Par Adama Wade
Les conditions sociales de l’indépendance algérienne, acquise chèrement le 5 juillet 1962, après 8 ans de guerre acharnée, ont imposé la ligne nationaliste arabe comme norme absolue dans les champs de la politique, de la diplomatie, de l’économie, de la culture (les kabyles sont arabisés) voire de la religion.
L’idéal révolutionnaire a engendré une frénésie successorale au Palais (Ben Bella, Boumedienne, Chadli, Zeroual, Boudiaf puis Bouteflika connaîtront diverses fortunes à la tête du pays) puis s’est cristallisé dans le champ de l’Economie.
Les diverses tentatives marxistes ou keynésiennes de développer l’Algérie ont accouché d’un droit des affaires poussant le législateur, à plusieurs reprises, à ériger la règle des 51/49 comme une digue de protection contre les investisseurs étrangers vus comme de nouveaux envahisseurs.
Dans les facultés des Sciences Économiques, il n’est pas rare que des professeurs relèvent l’effet pervers et inflationniste des IDE, du tourisme ou encore du crédit à la consommation. L’endettement public n’est pas encore admis par les apparatchiks soucieux de garder les manettes. Et à voir ce qui se passe en Grèce, l’on ne peut pas entièrement leur donner tort.
Reste que le consumérisme boulimique des générations héritières de la révolution et du butin de guerre que constitue, en paraphrasant Kateb Yacine, la langue française, risque fort de déséquilibrer les comptes publics. L’Algérie qui importe 95% de ses besoins alimentaires sera-t-elle forcée d’emprunter ?
Ce processus passera certainement par la notation, ce qui sera historique dans un pays où le marché de la dette, même privée, connaît des restrictions.

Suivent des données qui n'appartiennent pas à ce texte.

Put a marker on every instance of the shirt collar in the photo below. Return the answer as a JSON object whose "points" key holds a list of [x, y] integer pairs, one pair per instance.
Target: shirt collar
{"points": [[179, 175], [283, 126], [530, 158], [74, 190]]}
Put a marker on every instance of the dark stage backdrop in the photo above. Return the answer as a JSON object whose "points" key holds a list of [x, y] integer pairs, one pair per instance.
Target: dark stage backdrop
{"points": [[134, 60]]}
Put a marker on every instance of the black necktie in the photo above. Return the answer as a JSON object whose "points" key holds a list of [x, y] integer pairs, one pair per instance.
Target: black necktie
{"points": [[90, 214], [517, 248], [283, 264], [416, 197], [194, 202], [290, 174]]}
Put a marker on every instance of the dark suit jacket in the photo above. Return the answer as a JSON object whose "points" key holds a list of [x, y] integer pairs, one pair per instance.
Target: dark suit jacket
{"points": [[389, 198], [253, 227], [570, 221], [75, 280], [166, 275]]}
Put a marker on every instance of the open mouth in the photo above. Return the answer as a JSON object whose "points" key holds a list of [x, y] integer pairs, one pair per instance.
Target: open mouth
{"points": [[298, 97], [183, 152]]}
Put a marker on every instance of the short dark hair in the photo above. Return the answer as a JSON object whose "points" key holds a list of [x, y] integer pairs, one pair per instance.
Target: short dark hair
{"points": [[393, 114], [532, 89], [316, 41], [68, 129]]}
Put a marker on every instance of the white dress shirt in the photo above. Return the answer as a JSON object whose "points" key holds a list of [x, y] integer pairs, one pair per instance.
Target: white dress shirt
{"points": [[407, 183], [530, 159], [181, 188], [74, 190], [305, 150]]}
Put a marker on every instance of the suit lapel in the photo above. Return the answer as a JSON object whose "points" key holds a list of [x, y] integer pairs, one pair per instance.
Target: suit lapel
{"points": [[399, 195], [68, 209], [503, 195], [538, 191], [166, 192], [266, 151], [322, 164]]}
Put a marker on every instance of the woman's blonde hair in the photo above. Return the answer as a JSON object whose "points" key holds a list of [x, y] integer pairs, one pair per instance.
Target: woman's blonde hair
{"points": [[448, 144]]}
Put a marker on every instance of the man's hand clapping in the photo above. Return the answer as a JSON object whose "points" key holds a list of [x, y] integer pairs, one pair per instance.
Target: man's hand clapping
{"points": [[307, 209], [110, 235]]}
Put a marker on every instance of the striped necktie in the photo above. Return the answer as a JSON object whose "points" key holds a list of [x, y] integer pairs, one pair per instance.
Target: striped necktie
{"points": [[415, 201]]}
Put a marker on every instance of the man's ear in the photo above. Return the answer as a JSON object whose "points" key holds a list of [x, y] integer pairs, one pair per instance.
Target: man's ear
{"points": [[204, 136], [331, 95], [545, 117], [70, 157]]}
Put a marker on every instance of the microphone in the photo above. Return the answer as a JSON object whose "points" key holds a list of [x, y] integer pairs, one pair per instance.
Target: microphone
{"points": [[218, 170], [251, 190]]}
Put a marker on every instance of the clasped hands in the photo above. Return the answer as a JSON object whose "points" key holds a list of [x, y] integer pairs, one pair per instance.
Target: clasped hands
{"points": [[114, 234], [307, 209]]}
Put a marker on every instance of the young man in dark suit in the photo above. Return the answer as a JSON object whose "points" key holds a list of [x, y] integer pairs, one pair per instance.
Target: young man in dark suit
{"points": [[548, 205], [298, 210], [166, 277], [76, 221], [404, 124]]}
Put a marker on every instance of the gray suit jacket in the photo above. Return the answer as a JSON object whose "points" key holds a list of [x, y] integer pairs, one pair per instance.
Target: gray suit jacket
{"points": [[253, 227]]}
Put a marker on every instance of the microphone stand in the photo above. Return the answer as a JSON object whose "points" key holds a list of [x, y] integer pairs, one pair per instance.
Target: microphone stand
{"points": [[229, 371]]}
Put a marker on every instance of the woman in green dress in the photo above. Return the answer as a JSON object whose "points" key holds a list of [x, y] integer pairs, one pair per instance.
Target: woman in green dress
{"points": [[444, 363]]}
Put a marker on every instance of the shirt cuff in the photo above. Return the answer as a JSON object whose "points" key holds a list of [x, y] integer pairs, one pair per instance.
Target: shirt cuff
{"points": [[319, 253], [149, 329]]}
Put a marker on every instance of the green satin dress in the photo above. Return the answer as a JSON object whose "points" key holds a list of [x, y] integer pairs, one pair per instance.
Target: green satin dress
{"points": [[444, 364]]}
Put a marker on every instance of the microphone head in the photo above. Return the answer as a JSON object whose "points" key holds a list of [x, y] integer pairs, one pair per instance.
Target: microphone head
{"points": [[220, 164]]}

La méfiance des autorités vis-à-vis du système financier mondial et de la Bourse en particulier traduit bien cette attitude post-traumatique du pays d’un million de martyrs qui veut s’ouvrir au capitalisme sans perdre sa souveraineté.
Bref, la nation algérienne porte encore les stigmates des sacrifices qui lui ont permis de venir à bout du projet colonial. De cette guerre meurtrière, l’appareil de FLN puise encore sa légitimité, un peu comme l’ANC de Mandela ou le Zanu PF de Mugabè.
Mais jusqu’à quand durera ce désir compulsif d’encadrer l’espace public nourri par la frange conservatrice au pouvoir, les anciens combattants, les Moujahid et leurs héritiers ?
À Alger plus qu’ailleurs, l’idéal révolutionnaire restreint le champ des possibles et encourage plutôt les extrémismes politiques. N’est ce pas ce refus d’ouverture et cette gestion sécuritariste du pouvoir qui ont accéléré la métamorphose de l’islamisme militant style FIS (Front Islamique du Salut) des années 90 en salafisme combattant des années 2000 puis en AQMI des années 2010?